Manuel Gelabert: «Atendemos ya a la tercera generación de pacientes, su fidelidad me satisface»
SANTIAGO
El médico y odontólogo reivindica que «Santiago es el mejor lugar para vivir»
14 sep 2019 . Actualizado a las 21:29 h.Tiene su despacho adornado con fotos de toda la familia, donde sobresale el marco de su madre, Carmen, fallecida hace poco tiempo. Manuel Gelabert González (Santiago, 1957) cumple este otoño treinta años al frente de la clínica odontológica que abrió tras graduarse en la universidad dominicana. Previamente se había licenciado en Medicina en la USC y posteriormente hizo un posgrado en periodoncia e implantes en el barcelonés Hospital de Bellvitge. «La odontología ha sido mi vida, con una dedicación absoluta, descuidando a veces la familia. Afortunadamente la consulta funciona a un ritmo alto y, aunque estoy próximo a la jubilación, espero venir a diario, porque la profesión me gusta mucho, pero con un planteamiento más suave», explica al final de una larga jornada.
Presume de tener el mejor equipo del mundo a su lado, donde figura su hija Cristina, odontóloga por la USC y máster en Ortodoncia por la Universidad Europea de Madrid, con la que el relevo está asegurado. Rememora que empezó con una clínica modesta y hoy posee doce mil fichas de pacientes: «Estamos atendiendo ya a la tercera generación. Mi mayor satisfacción es la fidelidad de los pacientes». En cuanto a la especialidad, sostiene que las técnicas básicas son las mismas, pero lo que ha cambiado son los materiales y los métodos diagnósticos. «Yo me hice médico por vocación. Me encanta el contacto con el paciente y muchos te cuentan su vida».
Amigo de sus amigos, el doctor Gelabert, que se confiesa nostálgico, recuerda su infancia feliz en la calle Pérez Constanti donde se crio: «Cuando miro por la ventana de la consulta veo el recorrido que hacía para ir al colegio Minerva, como se llamaba Peleteiro entonces». También tiene mitificada su pandilla de A Quintana: «Son amistades que conservo después de 40 años con una relación excepcional. Los amigos son lo más importante del mundo después de mi familia». Le gusta todo lo que tenga un mecanismo, colecciona trenes antiguos -«auténticas joyas que funcionan perfectamente»- y radios de válvulas: «además me gusta mucho la radio, sobre todo los informativos y los programas de economía». Y afirma no ser un esclavo del móvil, que no coge si no sabe quién lo llama.

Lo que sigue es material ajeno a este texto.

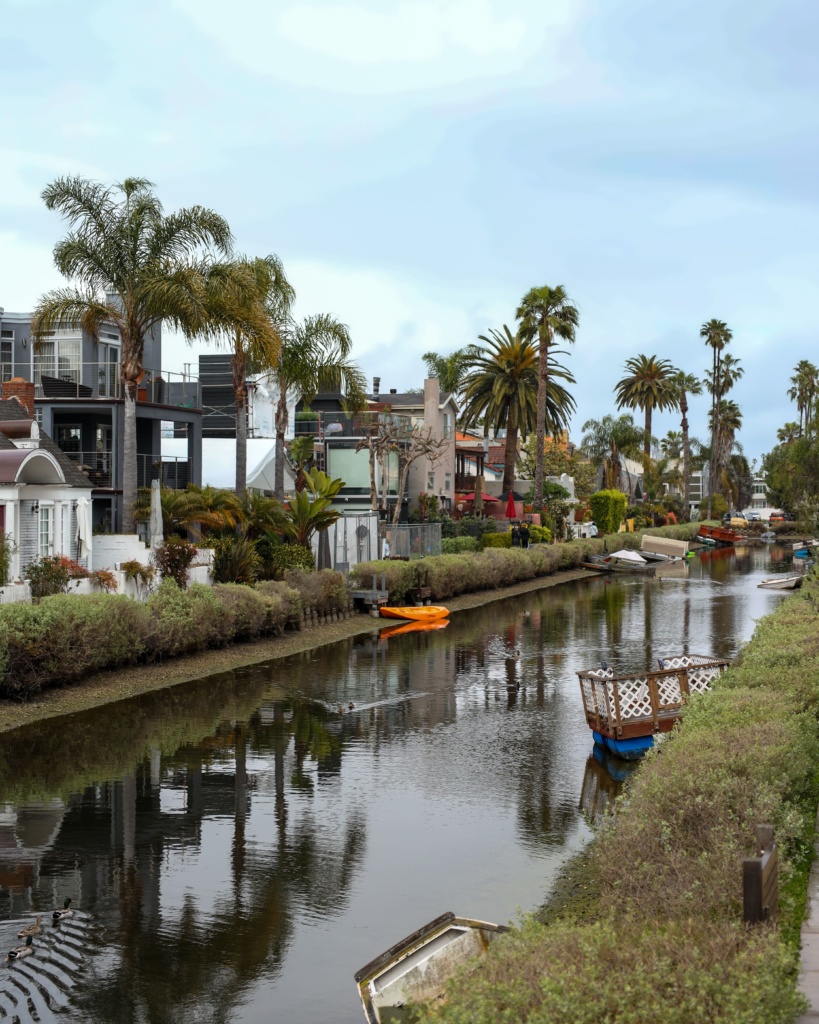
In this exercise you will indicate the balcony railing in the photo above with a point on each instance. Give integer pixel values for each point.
(328, 425)
(91, 381)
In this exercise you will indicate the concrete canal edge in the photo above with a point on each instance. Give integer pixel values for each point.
(809, 953)
(120, 684)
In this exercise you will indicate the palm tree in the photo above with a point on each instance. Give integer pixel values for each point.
(314, 356)
(243, 297)
(647, 386)
(717, 335)
(607, 441)
(502, 389)
(134, 266)
(685, 384)
(545, 312)
(450, 370)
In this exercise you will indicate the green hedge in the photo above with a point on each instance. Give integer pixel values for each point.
(67, 637)
(664, 940)
(608, 508)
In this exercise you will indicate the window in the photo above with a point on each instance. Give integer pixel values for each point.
(6, 359)
(46, 530)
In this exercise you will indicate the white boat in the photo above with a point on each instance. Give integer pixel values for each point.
(417, 969)
(784, 582)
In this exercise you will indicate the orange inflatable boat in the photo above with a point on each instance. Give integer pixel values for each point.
(426, 613)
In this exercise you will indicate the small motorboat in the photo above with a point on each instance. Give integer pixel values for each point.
(417, 969)
(784, 582)
(425, 613)
(394, 631)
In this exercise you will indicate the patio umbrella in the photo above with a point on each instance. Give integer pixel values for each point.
(156, 523)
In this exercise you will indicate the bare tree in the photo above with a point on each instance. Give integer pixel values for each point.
(408, 443)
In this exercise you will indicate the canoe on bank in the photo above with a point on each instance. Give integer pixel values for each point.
(426, 613)
(417, 968)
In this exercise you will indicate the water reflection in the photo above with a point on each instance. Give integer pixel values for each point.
(250, 840)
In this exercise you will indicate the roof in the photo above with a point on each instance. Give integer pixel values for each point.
(10, 410)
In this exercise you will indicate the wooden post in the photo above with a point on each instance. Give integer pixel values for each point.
(761, 881)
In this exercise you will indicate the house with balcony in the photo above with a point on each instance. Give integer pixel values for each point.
(75, 383)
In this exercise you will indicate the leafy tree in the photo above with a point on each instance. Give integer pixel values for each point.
(607, 441)
(717, 335)
(546, 312)
(647, 386)
(685, 384)
(133, 266)
(314, 356)
(450, 370)
(501, 389)
(243, 297)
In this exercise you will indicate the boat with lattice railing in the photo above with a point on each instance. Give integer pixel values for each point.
(627, 713)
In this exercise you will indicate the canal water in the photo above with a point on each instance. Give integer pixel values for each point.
(236, 848)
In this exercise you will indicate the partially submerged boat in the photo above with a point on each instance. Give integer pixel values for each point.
(417, 969)
(627, 713)
(789, 581)
(425, 613)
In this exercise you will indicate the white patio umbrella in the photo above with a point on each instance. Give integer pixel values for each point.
(157, 527)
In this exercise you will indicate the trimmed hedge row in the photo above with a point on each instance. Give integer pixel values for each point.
(493, 567)
(667, 942)
(67, 637)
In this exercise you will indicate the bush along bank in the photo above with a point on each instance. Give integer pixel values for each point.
(65, 638)
(664, 940)
(469, 571)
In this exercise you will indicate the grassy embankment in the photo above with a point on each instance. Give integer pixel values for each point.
(68, 638)
(656, 934)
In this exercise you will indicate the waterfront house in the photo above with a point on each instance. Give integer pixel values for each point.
(75, 383)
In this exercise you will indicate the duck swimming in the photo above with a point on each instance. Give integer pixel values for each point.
(34, 929)
(65, 912)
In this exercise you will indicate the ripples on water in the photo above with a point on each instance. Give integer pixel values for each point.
(242, 845)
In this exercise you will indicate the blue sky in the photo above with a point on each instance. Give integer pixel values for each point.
(419, 165)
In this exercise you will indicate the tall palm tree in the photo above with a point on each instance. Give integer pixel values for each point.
(501, 388)
(607, 441)
(450, 370)
(647, 386)
(134, 266)
(314, 356)
(545, 312)
(717, 335)
(685, 384)
(243, 298)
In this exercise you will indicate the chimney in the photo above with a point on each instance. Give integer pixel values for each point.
(22, 390)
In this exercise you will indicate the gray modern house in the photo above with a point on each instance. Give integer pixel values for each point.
(78, 401)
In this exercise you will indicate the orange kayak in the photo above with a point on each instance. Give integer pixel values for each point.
(427, 613)
(394, 631)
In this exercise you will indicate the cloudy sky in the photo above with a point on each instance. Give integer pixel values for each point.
(420, 164)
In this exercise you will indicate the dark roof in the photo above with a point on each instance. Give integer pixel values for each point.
(10, 410)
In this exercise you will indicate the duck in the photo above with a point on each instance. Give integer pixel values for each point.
(65, 912)
(34, 929)
(19, 951)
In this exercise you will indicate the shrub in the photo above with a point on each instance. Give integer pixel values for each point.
(173, 560)
(607, 510)
(287, 556)
(235, 560)
(458, 545)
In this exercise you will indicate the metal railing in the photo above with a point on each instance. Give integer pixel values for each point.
(90, 381)
(328, 425)
(169, 470)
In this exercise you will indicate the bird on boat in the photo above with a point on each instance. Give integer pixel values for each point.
(65, 912)
(34, 929)
(19, 951)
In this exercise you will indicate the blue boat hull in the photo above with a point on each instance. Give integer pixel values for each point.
(627, 749)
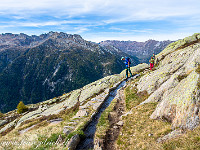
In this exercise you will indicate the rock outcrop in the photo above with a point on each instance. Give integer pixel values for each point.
(174, 84)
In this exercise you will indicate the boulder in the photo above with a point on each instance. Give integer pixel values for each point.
(73, 142)
(178, 105)
(3, 122)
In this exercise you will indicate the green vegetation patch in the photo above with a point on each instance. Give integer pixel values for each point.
(1, 115)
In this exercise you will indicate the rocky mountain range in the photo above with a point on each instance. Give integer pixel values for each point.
(36, 68)
(156, 109)
(142, 50)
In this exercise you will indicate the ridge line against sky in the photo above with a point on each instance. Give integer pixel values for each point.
(99, 20)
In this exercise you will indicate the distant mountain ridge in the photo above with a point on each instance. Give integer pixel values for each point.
(36, 68)
(142, 50)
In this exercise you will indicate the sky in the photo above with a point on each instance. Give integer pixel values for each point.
(99, 20)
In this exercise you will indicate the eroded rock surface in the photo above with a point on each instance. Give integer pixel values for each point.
(174, 83)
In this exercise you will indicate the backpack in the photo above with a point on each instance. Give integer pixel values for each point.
(128, 60)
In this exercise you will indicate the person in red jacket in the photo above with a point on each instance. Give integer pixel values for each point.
(127, 63)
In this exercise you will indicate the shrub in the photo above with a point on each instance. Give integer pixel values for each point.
(21, 107)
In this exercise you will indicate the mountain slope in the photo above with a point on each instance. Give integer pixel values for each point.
(156, 109)
(43, 67)
(142, 50)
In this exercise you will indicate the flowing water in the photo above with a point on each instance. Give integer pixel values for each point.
(88, 142)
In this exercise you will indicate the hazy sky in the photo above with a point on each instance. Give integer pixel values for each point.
(98, 20)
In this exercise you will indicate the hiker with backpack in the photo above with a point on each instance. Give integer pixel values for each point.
(151, 63)
(127, 63)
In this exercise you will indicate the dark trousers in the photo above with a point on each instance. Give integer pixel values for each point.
(128, 70)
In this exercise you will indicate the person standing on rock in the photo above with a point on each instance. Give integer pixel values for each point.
(127, 63)
(151, 63)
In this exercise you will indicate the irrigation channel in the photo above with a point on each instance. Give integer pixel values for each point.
(88, 142)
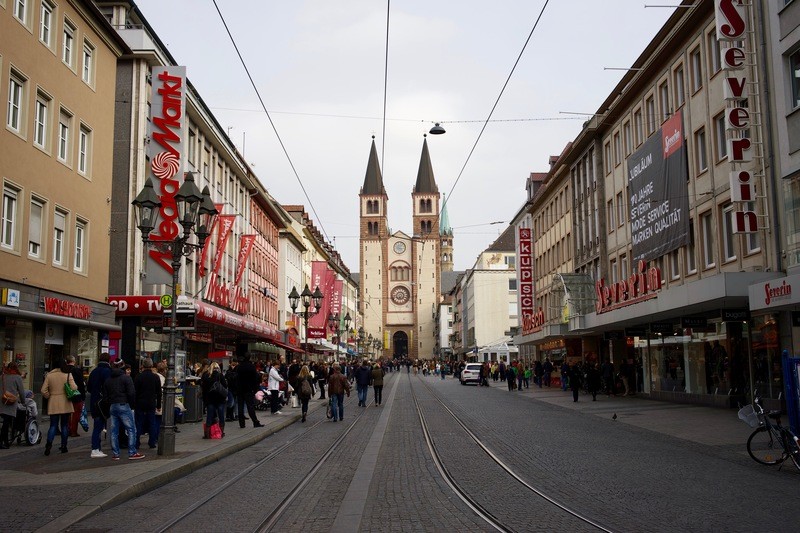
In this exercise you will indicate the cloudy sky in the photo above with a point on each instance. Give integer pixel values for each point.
(318, 66)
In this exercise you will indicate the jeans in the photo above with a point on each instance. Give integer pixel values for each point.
(121, 414)
(362, 394)
(97, 428)
(337, 406)
(146, 420)
(60, 422)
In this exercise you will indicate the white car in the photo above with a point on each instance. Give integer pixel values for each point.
(471, 372)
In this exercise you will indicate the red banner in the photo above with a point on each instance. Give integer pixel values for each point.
(245, 246)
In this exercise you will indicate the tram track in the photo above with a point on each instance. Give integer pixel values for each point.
(483, 511)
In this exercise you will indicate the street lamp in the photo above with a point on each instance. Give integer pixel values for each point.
(308, 298)
(195, 211)
(335, 325)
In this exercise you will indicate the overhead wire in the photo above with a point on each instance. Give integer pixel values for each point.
(274, 128)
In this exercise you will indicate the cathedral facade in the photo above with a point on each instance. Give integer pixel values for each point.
(401, 274)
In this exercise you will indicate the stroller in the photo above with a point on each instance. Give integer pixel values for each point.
(26, 424)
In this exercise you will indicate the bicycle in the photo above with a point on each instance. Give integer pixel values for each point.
(771, 443)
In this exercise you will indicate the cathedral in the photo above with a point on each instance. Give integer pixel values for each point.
(401, 274)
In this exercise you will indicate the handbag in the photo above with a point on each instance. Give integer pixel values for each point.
(73, 395)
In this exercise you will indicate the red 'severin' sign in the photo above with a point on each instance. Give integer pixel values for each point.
(640, 286)
(165, 150)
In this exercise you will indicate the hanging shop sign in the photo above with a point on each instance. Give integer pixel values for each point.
(642, 285)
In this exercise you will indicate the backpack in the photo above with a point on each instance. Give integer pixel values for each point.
(305, 389)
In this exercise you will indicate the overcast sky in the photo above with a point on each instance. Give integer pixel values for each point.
(319, 68)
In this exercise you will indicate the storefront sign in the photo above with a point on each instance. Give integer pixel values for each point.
(525, 288)
(639, 287)
(57, 306)
(165, 152)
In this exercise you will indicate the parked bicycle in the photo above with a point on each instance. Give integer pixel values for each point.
(770, 443)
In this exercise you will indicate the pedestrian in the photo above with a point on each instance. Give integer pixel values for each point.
(59, 408)
(363, 375)
(247, 383)
(94, 386)
(121, 394)
(575, 380)
(214, 400)
(377, 383)
(274, 387)
(77, 401)
(305, 389)
(338, 386)
(13, 395)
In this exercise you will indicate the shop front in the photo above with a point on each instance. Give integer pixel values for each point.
(40, 328)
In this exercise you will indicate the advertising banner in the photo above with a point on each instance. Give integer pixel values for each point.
(659, 199)
(165, 152)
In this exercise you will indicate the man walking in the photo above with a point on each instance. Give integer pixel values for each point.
(363, 375)
(120, 392)
(337, 387)
(97, 378)
(247, 381)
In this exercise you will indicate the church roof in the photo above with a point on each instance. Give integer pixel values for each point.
(425, 182)
(444, 221)
(373, 181)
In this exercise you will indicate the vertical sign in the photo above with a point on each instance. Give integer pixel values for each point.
(165, 151)
(525, 292)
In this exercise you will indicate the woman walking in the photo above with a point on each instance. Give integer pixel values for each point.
(58, 405)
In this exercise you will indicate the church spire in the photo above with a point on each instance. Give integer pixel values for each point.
(373, 181)
(425, 181)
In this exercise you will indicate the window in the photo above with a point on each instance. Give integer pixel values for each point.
(80, 246)
(64, 126)
(697, 69)
(680, 94)
(9, 229)
(650, 109)
(610, 210)
(40, 120)
(59, 227)
(701, 154)
(68, 46)
(84, 150)
(35, 229)
(46, 23)
(720, 143)
(714, 53)
(16, 96)
(88, 63)
(707, 227)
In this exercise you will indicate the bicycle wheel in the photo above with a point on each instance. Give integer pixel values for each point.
(764, 447)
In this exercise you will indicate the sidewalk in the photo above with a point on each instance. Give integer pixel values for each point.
(118, 481)
(711, 426)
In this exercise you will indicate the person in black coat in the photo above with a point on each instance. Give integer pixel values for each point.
(148, 399)
(247, 383)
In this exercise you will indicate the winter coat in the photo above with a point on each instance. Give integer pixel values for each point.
(12, 384)
(53, 390)
(94, 386)
(119, 388)
(148, 391)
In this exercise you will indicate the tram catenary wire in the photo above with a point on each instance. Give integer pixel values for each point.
(480, 510)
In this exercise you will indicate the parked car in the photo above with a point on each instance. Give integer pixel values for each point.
(471, 372)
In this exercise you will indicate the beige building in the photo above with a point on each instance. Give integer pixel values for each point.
(401, 274)
(58, 69)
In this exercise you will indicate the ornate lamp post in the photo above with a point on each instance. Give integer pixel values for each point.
(335, 325)
(307, 298)
(195, 211)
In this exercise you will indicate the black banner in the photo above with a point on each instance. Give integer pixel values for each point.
(659, 199)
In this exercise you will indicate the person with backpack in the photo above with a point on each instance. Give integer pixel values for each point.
(305, 389)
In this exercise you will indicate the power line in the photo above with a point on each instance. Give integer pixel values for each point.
(275, 129)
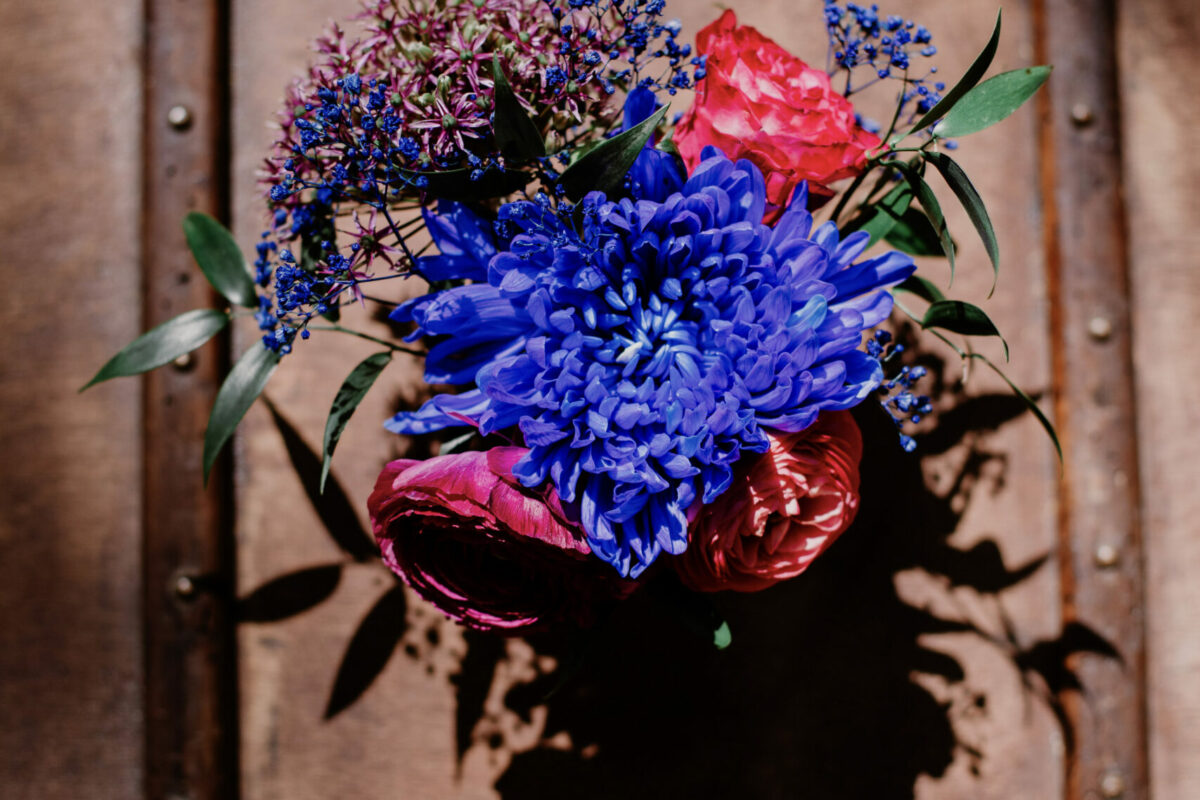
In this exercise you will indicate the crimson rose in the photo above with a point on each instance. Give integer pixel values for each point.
(761, 103)
(781, 511)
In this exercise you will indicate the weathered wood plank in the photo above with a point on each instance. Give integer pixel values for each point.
(1159, 115)
(1093, 377)
(191, 734)
(401, 738)
(70, 480)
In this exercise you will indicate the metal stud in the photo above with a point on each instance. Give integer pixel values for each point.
(1081, 114)
(1113, 785)
(1099, 328)
(185, 587)
(1107, 557)
(179, 116)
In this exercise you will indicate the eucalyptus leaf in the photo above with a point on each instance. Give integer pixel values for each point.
(347, 400)
(880, 218)
(605, 167)
(516, 134)
(163, 344)
(915, 234)
(239, 391)
(921, 287)
(991, 101)
(1029, 401)
(970, 198)
(924, 194)
(220, 259)
(961, 318)
(965, 84)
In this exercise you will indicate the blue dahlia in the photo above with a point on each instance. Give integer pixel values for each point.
(642, 346)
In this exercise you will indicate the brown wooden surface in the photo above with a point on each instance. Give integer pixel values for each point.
(1101, 534)
(187, 578)
(70, 480)
(1159, 116)
(921, 657)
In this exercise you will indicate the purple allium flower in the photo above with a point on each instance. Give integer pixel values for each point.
(377, 116)
(642, 346)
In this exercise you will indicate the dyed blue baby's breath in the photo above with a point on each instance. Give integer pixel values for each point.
(643, 346)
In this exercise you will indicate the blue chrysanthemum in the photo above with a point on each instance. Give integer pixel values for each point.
(642, 346)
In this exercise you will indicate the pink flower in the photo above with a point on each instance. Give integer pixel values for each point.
(784, 509)
(762, 103)
(486, 551)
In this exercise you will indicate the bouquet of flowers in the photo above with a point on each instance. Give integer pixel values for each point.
(646, 329)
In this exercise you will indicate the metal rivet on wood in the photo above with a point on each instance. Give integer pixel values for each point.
(1107, 557)
(179, 116)
(1099, 328)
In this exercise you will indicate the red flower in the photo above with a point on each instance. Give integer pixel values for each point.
(760, 102)
(783, 511)
(483, 548)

Hijo de santiaguesa y mallorquín y el pequeño de cuatro hermanos varones, Manolo sueña con retirarse al campo a leer y escuchar música, sus «grandes pasiones». De hecho, ya está acumulando libros para la jubilación; sus preferencias están en la historia y la divulgación, así como en los documentales sobre naturaleza. «Ahora estoy leyendo la historia de tres heroínas dominicanas en tiempos del dictador Trujillo», aduce. Además se ha impuesto un par de tareas para cuando llegue el retiro, aprender a hablar bien el inglés y ordenar un sinfín de cajas con miles de fotos. Tiene cinco guitarras y exhibe una instantánea en papel de cuando de estudiante tocaba en la Tuna de Derecho: «Hasta que mi padre frustró mi vocación musical por bajo rendimiento académico» (risas). En aquellos tiempos -añade- en los que no hacía falta nada para ser feliz, destaca el magnífico ambiente que siempre se respiró en casa, donde sus padres le enseñaron, ante todo, el valor de la honradez y la generosidad. Y hoy cuatro nietos son la mayor alegría de su vida.
En el 2015 impulsó con el anterior director de Cáritas Interparroquial, José Antonio Beiroa, la puesta en marcha del sillón solidario, donde se ha atendido a más de quinientas personas. «Somos un grupo de profesionales sanitarios, sin mis compañeros no sería factible», se apura a precisar el doctor Gelabert. «Quise devolver a la sociedad algo de lo bien que me había ido», añade.
Con la ciudad mantiene una extraordinaria relación: «Santiago es el mejor lugar para vivir, donde conoces a todo el mundo, con todo a mano… Y es una ciudad limpia y bonita. Yo creo que no sería feliz en un sitio que no fuese Santiago». Y me despide mostrándome una pelota verde de las que venían con los zapatos Gorila, allá por el siglo XX, que acaba de comprar por dos euros en Internet. ¡Cuánta añoranza!